JP Morgan Cuts Macau 2026 EBITDA Estimates
JP Morgan has lowered its 2026 EBITDA projections for Macau’s casino operators following the surge in VIP baccarat activity in the fourth quarter of 2025, which contributed to weaker-than-expected revenue growth, according to Macau’s gaming regulator.
Analysts DS Kim, Selina Li and Lindsey Qian highlighted that while gross gaming revenue (GGR) is still projected to rise in 2026, confidence in a sustained profit recovery has declined. The increasing proportion of VIP gaming, which offers thinner margins than base mass and premium mass segments, remains a key concern.
Caution in Analyst Ratings
The bank has cut 2026 EBITDA estimates across Macau’s six major operators by roughly 3–4 percent. JP Morgan also adjusted its outlook on SJM Holdings from Neutral to Underweight, while Melco Resorts was downgraded from Overweight to Neutral. The previous optimism is now considered unsustainable, despite 2025 GGR surpassing initial growth expectations of 5 percent by reaching 9 percent.

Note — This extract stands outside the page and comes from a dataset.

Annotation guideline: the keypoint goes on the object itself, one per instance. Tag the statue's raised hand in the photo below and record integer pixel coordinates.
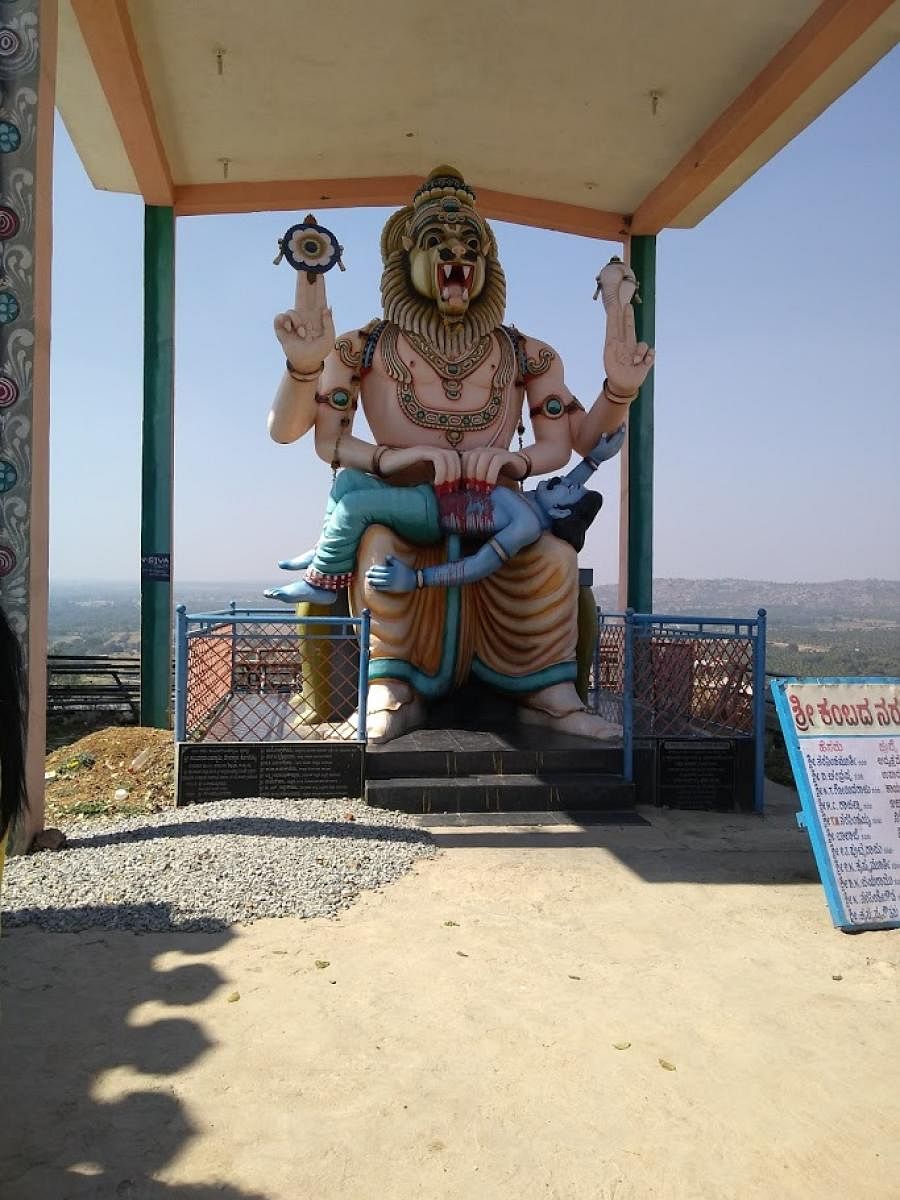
(306, 331)
(627, 360)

Margins Lag Behind Revenue
JP Morgan’s analysis shows that EBITDA growth for 2025 totaled only 6 percent. When adjusted for VIP-driven variance, the increase falls to 1–2 percent, below the 4 percent target. VIP baccarat’s share of total GGR rose to 16 percent by year-end, compared to 12 percent in 2024, while even premium mass segments experienced margin pressures relative to base mass play.
Rising Operating Costs
Operating expenses climbed about 7 percent in 2025, above the 3 percent baseline inflation, driven not only by gaming volume but also by non-gaming activities such as concerts, sports and private events. These contributed positively to GGR but negatively affected margins due to reduced operational efficiency.
Outlook for 2026
Reinvestment and competition were not primary margin constraints in 2025, except at Sands China, which pursued catch-up measures. JP Morgan noted that GGR growth peaked in 4Q25, with slower expansion expected in 2026. EBITDA forecasts remain conservative until clear signs of margin improvement emerge.